You can also start with just a list of hashes and a large dictionary and the cracking option. PATH can take this list start a dictionary attack, analyze the output, generate the masks and start the brute-force attack. You can even specify rules, if you do it will run the plain dictionary first then run it again with the rule applied.

Here is the help file:

Password Analysis To Hashcat (PATH): Generate Hashcat Masks From A Wordlist

Start a BruteForce Attack With The Results

optional arguments:

-h, --help show this help message and exit

-i INPUT, --input: Input File Name for Mask Analysis

-t TOP, --top:How Many Values Outputted Default 10

-o OUTPUT, --output: Output File Name

-c, --crackmode: Enables Brute ForceCrack Mode

-s SDICT, --sdict: Initial Dictionary

-p PHASH, --phash: Password Hash Type

-l HASHLIST, --hashlist: List of Hashes

-r RULES, --rules: Apply Rules to Inital Dictionary

-u, --usage How to Use This Tool

Example usage:

python PATH.py -s bigdict.txt -l hashes.txt -p 0 -o output.txt -c

python PATH.py -i plain.txt -c

(click image to enlarge)

This script requires a minimum of Python 2.7 and HashcatPlus. As long as the switches in Hashcat stay the same it should continue to work fine as versions progress. *This was tested only with MD5, LM and NTLM hashes. You must define the location of HashcatPlus in the script prior to running it.

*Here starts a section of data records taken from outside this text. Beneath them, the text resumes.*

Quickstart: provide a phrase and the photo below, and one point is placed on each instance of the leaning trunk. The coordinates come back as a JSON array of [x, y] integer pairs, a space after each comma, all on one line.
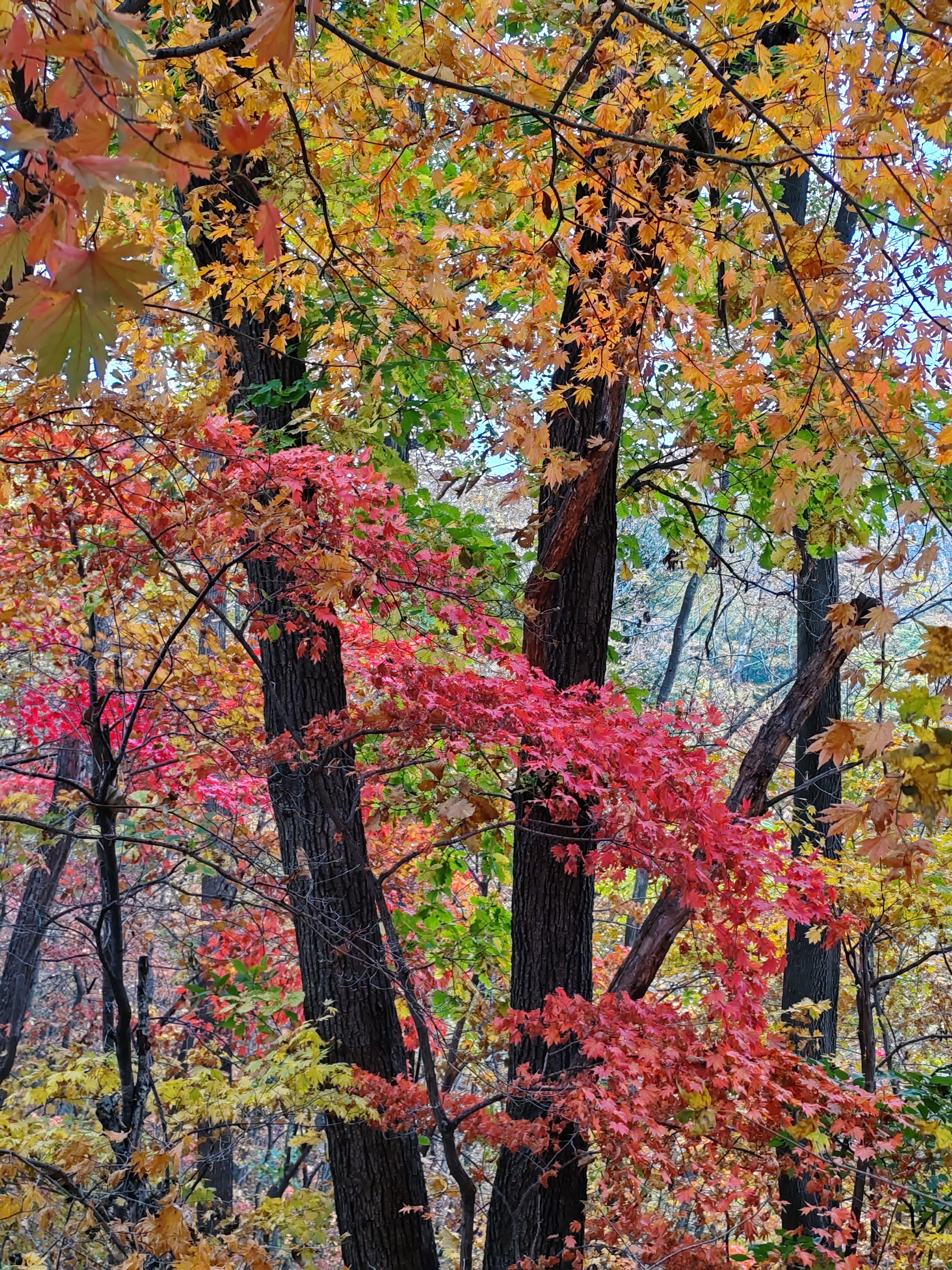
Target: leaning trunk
[[22, 961], [380, 1191], [379, 1185]]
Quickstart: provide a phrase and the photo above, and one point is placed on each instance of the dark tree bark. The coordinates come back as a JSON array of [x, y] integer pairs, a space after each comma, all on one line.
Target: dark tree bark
[[379, 1184], [216, 1147], [813, 969], [687, 605], [669, 915], [380, 1191], [553, 910], [22, 961]]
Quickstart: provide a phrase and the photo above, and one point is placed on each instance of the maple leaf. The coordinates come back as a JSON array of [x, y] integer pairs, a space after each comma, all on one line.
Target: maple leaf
[[841, 614], [845, 820], [268, 237], [25, 136], [69, 322], [239, 136], [456, 808], [875, 738], [14, 241], [273, 36], [836, 743], [880, 620], [848, 469], [182, 158], [110, 173]]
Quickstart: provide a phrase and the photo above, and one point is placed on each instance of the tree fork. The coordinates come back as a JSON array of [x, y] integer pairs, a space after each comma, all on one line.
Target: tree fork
[[669, 915], [380, 1191], [22, 961]]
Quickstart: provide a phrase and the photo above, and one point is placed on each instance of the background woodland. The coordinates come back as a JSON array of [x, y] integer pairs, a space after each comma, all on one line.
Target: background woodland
[[477, 633]]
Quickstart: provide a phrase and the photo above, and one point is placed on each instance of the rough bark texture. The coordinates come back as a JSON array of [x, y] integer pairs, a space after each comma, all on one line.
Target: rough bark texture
[[380, 1191], [324, 855], [216, 1147], [22, 961], [813, 969], [553, 910]]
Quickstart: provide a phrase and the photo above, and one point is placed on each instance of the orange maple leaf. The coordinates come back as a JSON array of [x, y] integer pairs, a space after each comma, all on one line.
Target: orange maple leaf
[[273, 36], [836, 742], [268, 237]]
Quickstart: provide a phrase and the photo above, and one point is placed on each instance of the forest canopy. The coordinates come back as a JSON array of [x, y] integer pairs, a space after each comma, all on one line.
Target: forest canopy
[[477, 629]]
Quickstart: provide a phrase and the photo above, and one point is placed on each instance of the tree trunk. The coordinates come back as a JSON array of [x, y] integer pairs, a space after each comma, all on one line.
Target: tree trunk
[[22, 961], [669, 915], [380, 1191], [216, 1147], [813, 969], [379, 1184]]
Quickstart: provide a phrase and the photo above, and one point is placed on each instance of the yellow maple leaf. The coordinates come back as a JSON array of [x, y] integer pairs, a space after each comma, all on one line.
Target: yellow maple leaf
[[13, 251], [273, 36], [69, 322], [875, 738], [836, 743], [845, 820]]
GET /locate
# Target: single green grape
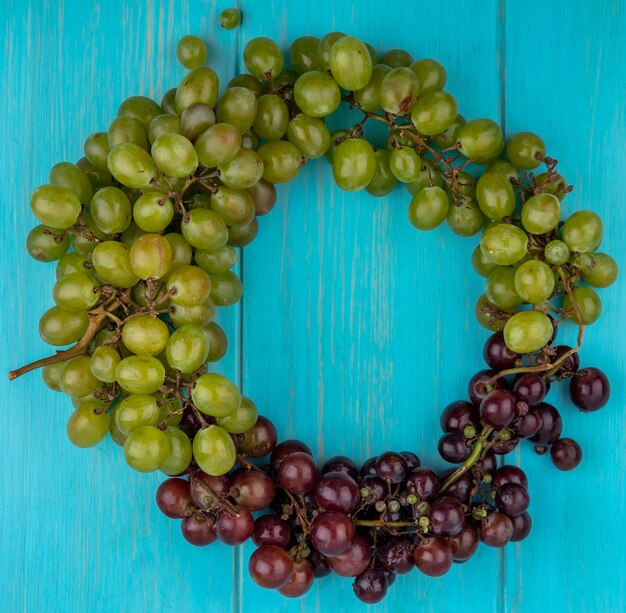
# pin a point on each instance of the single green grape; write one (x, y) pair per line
(504, 244)
(527, 331)
(215, 395)
(354, 164)
(140, 374)
(525, 150)
(428, 208)
(88, 425)
(146, 449)
(541, 213)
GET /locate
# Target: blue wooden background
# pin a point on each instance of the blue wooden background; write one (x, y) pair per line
(354, 331)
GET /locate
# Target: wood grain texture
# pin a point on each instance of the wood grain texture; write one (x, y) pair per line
(355, 329)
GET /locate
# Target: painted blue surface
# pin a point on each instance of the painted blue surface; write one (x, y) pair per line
(355, 329)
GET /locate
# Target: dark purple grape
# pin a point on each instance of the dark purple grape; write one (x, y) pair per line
(173, 497)
(332, 533)
(433, 556)
(391, 467)
(458, 415)
(521, 527)
(551, 424)
(341, 464)
(271, 530)
(530, 388)
(512, 499)
(297, 473)
(496, 529)
(477, 388)
(566, 454)
(589, 389)
(496, 353)
(453, 448)
(337, 492)
(447, 516)
(397, 555)
(270, 567)
(235, 529)
(371, 586)
(497, 409)
(354, 560)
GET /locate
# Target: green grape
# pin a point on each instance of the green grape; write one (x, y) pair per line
(218, 145)
(241, 420)
(112, 263)
(397, 58)
(534, 281)
(589, 305)
(556, 252)
(322, 58)
(76, 292)
(55, 206)
(191, 51)
(180, 454)
(405, 164)
(434, 113)
(214, 450)
(603, 271)
(153, 211)
(145, 335)
(71, 176)
(465, 218)
(399, 91)
(309, 134)
(146, 449)
(140, 374)
(164, 124)
(582, 231)
(127, 130)
(187, 349)
(525, 150)
(226, 288)
(350, 63)
(481, 140)
(88, 425)
(150, 256)
(504, 244)
(111, 210)
(103, 363)
(527, 331)
(263, 58)
(495, 196)
(354, 164)
(431, 75)
(136, 411)
(383, 180)
(368, 97)
(281, 161)
(303, 52)
(204, 230)
(97, 150)
(46, 244)
(198, 85)
(243, 171)
(60, 327)
(131, 165)
(234, 206)
(76, 378)
(140, 108)
(481, 264)
(428, 208)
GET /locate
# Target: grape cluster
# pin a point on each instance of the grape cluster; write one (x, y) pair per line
(145, 229)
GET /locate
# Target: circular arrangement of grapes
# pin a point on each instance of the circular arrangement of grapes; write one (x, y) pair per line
(145, 230)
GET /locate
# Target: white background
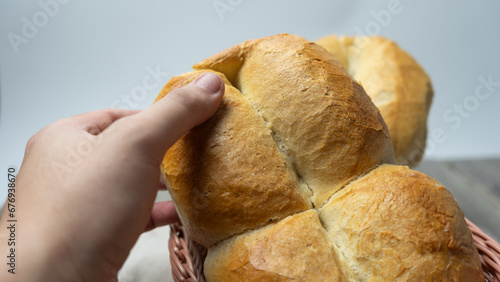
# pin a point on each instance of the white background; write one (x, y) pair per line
(89, 55)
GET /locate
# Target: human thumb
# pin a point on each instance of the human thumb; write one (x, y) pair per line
(163, 123)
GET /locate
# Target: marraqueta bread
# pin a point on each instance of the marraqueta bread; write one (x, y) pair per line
(395, 82)
(294, 178)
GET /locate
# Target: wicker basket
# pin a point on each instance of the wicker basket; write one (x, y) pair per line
(187, 257)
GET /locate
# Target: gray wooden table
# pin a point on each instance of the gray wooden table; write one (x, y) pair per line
(476, 187)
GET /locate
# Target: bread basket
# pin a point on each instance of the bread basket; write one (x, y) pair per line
(187, 257)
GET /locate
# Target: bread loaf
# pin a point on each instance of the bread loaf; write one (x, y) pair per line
(293, 178)
(397, 84)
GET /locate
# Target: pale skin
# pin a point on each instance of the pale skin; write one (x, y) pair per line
(78, 221)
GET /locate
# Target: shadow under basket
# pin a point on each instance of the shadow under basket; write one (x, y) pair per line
(187, 257)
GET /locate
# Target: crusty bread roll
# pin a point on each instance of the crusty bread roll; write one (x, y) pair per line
(292, 179)
(397, 84)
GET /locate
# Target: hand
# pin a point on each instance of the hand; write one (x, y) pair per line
(87, 184)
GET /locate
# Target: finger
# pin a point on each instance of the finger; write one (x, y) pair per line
(163, 213)
(162, 186)
(97, 121)
(158, 127)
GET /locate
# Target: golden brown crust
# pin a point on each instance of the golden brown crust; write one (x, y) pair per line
(399, 224)
(301, 128)
(221, 185)
(295, 249)
(397, 84)
(323, 119)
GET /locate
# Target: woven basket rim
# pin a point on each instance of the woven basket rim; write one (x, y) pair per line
(187, 257)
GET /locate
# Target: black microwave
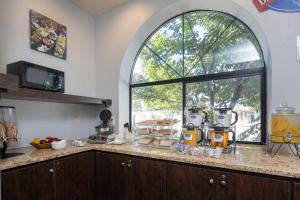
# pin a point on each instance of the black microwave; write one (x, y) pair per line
(37, 77)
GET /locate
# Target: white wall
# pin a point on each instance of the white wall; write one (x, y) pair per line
(15, 45)
(120, 33)
(38, 119)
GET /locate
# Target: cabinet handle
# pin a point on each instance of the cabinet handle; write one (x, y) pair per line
(223, 183)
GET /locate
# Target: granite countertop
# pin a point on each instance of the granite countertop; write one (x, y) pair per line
(249, 158)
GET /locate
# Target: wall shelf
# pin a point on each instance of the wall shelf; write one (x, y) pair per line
(9, 85)
(9, 82)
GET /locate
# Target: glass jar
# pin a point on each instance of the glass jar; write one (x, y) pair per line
(8, 123)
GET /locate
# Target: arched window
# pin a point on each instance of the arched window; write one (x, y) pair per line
(201, 56)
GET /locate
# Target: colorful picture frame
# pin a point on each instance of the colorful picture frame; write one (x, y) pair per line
(47, 35)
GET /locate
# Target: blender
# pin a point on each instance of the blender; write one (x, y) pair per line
(105, 131)
(220, 128)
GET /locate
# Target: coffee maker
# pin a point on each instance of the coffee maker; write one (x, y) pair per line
(193, 130)
(220, 130)
(8, 128)
(105, 130)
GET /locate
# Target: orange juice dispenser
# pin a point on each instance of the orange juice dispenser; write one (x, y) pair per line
(220, 131)
(195, 118)
(285, 125)
(190, 135)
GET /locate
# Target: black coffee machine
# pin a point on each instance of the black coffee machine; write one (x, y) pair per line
(105, 130)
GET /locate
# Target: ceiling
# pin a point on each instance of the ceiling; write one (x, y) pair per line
(97, 7)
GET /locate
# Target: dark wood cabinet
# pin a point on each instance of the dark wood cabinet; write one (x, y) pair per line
(235, 186)
(110, 176)
(146, 179)
(29, 183)
(185, 182)
(125, 177)
(296, 191)
(72, 177)
(65, 178)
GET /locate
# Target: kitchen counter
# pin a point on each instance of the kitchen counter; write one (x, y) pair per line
(249, 158)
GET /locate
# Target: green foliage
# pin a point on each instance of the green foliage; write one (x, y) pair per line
(198, 43)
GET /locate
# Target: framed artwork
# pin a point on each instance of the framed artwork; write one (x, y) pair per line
(47, 36)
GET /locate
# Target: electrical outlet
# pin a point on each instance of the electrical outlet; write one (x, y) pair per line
(76, 119)
(298, 47)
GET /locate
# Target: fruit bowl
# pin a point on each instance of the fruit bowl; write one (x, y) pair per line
(42, 146)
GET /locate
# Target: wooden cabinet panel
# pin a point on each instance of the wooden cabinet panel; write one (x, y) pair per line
(29, 183)
(296, 191)
(146, 179)
(72, 177)
(184, 182)
(239, 186)
(110, 176)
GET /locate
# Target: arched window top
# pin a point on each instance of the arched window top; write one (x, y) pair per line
(197, 43)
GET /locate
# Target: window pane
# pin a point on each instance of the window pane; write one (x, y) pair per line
(201, 30)
(241, 94)
(157, 102)
(236, 49)
(167, 43)
(149, 68)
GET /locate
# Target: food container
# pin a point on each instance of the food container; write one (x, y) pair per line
(285, 125)
(155, 133)
(59, 145)
(8, 124)
(41, 146)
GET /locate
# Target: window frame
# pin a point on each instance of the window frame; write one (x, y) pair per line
(260, 71)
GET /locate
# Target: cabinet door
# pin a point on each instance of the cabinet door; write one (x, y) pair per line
(29, 183)
(110, 176)
(193, 183)
(72, 177)
(146, 179)
(296, 193)
(239, 186)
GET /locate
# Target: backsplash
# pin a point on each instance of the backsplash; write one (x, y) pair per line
(43, 119)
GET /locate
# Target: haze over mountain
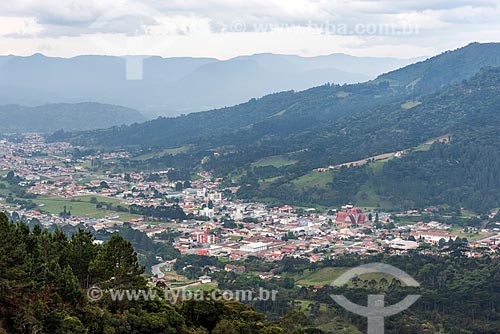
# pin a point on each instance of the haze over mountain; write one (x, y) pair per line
(72, 117)
(454, 95)
(172, 86)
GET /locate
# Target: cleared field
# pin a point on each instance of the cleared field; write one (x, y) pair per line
(326, 276)
(314, 179)
(276, 161)
(323, 276)
(81, 206)
(171, 151)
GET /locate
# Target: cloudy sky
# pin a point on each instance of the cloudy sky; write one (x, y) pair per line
(227, 28)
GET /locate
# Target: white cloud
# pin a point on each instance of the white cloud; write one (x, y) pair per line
(225, 28)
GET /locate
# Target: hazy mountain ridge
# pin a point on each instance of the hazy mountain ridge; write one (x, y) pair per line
(69, 117)
(172, 86)
(333, 124)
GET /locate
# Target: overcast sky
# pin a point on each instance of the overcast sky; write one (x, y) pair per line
(227, 28)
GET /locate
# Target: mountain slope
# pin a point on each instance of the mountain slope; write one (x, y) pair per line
(333, 124)
(447, 68)
(298, 113)
(70, 117)
(172, 86)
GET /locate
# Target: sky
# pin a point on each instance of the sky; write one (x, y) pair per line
(228, 28)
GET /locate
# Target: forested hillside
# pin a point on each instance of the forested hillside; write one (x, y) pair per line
(69, 117)
(271, 146)
(44, 278)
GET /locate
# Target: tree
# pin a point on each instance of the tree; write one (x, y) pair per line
(178, 186)
(116, 265)
(81, 252)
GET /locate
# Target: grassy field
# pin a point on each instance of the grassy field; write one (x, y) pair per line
(323, 276)
(327, 320)
(81, 206)
(171, 151)
(410, 104)
(459, 231)
(276, 161)
(326, 276)
(314, 179)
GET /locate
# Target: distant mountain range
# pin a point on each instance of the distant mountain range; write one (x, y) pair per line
(71, 117)
(172, 86)
(271, 145)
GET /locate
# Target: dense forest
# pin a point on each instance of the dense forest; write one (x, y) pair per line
(454, 94)
(44, 278)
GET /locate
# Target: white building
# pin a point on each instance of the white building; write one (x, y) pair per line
(254, 247)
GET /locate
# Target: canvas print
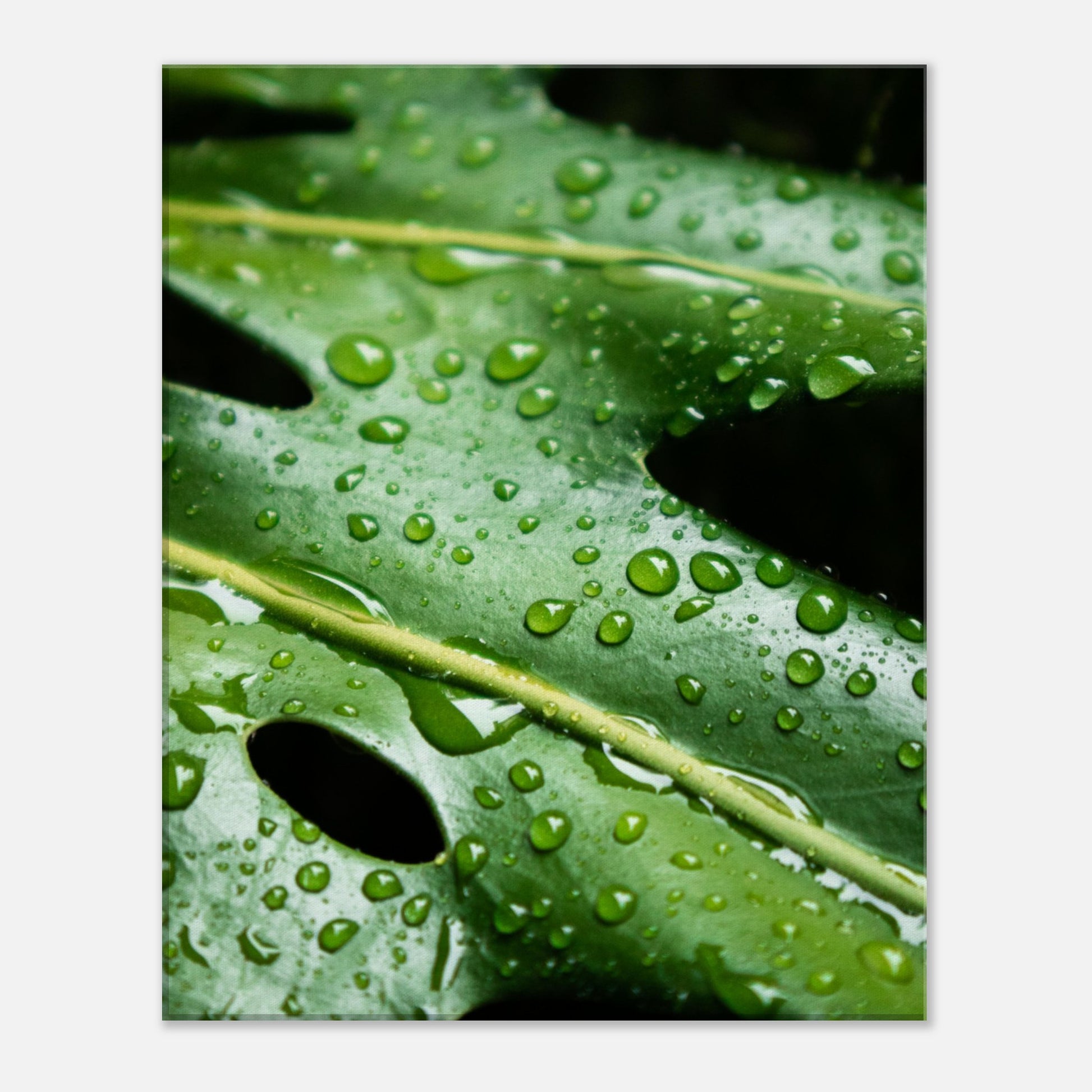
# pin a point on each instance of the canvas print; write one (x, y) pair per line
(543, 550)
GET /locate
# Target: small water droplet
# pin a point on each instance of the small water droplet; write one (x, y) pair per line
(804, 667)
(548, 616)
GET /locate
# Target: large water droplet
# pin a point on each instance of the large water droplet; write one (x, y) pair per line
(823, 609)
(549, 830)
(713, 572)
(382, 884)
(615, 905)
(513, 360)
(836, 374)
(536, 401)
(337, 934)
(804, 667)
(361, 360)
(384, 429)
(653, 570)
(615, 628)
(582, 175)
(630, 827)
(774, 570)
(419, 527)
(182, 777)
(548, 616)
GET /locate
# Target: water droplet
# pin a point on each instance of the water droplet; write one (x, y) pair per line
(901, 267)
(479, 151)
(580, 209)
(276, 898)
(526, 776)
(314, 876)
(749, 238)
(361, 360)
(824, 983)
(911, 754)
(804, 667)
(653, 570)
(488, 797)
(582, 175)
(733, 368)
(713, 572)
(690, 689)
(257, 948)
(689, 862)
(449, 363)
(509, 917)
(350, 480)
(337, 934)
(549, 830)
(912, 629)
(788, 719)
(920, 683)
(887, 961)
(767, 392)
(182, 777)
(536, 401)
(513, 360)
(384, 429)
(548, 616)
(630, 827)
(774, 570)
(861, 683)
(644, 201)
(415, 911)
(615, 905)
(382, 884)
(615, 628)
(419, 527)
(434, 391)
(823, 609)
(692, 607)
(836, 374)
(795, 188)
(472, 855)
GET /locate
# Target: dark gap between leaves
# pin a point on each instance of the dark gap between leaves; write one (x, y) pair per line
(836, 118)
(189, 121)
(833, 485)
(351, 795)
(202, 351)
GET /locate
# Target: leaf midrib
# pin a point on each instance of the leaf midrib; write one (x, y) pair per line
(384, 233)
(549, 705)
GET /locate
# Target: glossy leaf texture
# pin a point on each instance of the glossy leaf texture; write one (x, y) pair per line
(483, 376)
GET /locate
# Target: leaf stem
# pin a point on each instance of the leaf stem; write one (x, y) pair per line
(573, 250)
(412, 651)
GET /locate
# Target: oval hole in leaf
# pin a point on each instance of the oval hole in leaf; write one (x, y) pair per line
(839, 118)
(350, 794)
(836, 484)
(212, 355)
(187, 121)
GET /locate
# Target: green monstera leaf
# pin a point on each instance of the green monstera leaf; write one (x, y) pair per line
(615, 751)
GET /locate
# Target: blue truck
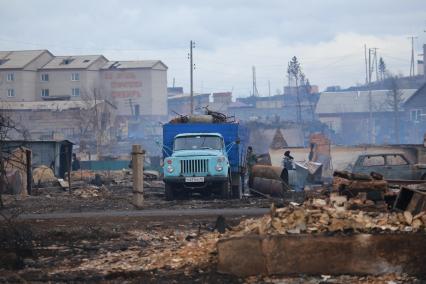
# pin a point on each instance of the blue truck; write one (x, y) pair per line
(203, 157)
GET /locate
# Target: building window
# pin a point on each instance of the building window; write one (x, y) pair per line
(75, 77)
(416, 115)
(75, 92)
(45, 77)
(45, 92)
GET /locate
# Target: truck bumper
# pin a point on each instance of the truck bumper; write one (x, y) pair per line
(208, 181)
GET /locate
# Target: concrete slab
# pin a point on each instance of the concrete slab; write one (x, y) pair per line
(314, 254)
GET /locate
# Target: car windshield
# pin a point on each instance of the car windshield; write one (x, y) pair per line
(198, 142)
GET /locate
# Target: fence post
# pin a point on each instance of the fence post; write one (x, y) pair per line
(29, 172)
(137, 169)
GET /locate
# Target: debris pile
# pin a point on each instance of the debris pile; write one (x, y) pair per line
(177, 252)
(91, 191)
(316, 216)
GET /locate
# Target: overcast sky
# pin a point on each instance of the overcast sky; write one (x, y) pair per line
(231, 36)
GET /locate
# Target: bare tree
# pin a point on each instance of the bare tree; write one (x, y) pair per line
(93, 120)
(295, 72)
(7, 127)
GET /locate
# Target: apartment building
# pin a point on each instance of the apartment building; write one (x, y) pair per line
(136, 88)
(19, 73)
(70, 78)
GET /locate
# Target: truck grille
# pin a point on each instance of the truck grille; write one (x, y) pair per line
(194, 166)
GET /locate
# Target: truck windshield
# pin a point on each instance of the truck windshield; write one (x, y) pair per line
(198, 142)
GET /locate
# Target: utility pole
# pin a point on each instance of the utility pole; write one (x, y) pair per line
(269, 87)
(412, 68)
(375, 63)
(255, 92)
(366, 68)
(191, 68)
(370, 100)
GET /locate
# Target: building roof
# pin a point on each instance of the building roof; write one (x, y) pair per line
(72, 62)
(414, 99)
(357, 101)
(48, 105)
(239, 104)
(37, 141)
(186, 96)
(136, 64)
(18, 59)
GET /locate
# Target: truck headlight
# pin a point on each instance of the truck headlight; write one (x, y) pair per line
(220, 159)
(170, 169)
(219, 167)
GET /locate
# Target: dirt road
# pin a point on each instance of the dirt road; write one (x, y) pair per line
(167, 213)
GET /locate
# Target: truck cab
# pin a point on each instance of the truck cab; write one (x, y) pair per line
(198, 163)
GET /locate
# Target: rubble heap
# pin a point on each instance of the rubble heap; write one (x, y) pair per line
(91, 191)
(316, 216)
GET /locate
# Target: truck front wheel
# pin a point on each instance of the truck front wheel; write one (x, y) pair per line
(226, 186)
(169, 192)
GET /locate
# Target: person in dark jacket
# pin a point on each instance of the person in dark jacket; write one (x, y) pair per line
(288, 161)
(75, 165)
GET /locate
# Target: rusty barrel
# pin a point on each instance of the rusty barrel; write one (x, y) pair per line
(267, 186)
(269, 172)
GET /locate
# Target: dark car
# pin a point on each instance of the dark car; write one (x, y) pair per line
(391, 166)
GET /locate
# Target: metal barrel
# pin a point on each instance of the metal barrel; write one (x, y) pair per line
(269, 172)
(268, 186)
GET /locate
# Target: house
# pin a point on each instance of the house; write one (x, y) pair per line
(55, 154)
(73, 120)
(278, 107)
(416, 112)
(347, 113)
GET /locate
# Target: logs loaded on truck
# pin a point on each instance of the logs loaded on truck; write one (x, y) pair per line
(203, 154)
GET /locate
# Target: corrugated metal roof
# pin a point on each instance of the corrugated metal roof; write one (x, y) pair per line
(132, 64)
(48, 105)
(183, 96)
(71, 62)
(18, 59)
(357, 101)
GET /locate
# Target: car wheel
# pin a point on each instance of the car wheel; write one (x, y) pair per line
(226, 186)
(169, 192)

You can copy and past the code from my site http://tickorone.wordpress.com/2012/06/02/password-analysis-to-hashcat-path-script/ or the infosecisland admins can paste it in here.

Cross-posted from TickOrOne

Share This! |

Views:	4209
Categories:	Network Access Control

Post Rating I Like this!

Comments:

You Must Register or Login to Comment

The views expressed in this post are the opinions of the Infosec Island member that posted this content. Infosec Island is not responsible for the content or messaging of this post.

Unauthorized reproduction of this article (in part or in whole) is prohibited without the express written permission of Infosec Island and the Infosec Island member that posted this content--this includes using our RSS feed for any purpose other than personal use.

Most Liked

Latest Member Comments

"Android is always preferable over any OS, very much flexible. Waiting for it's desktop popularity... http://www.doctorbrakes.com"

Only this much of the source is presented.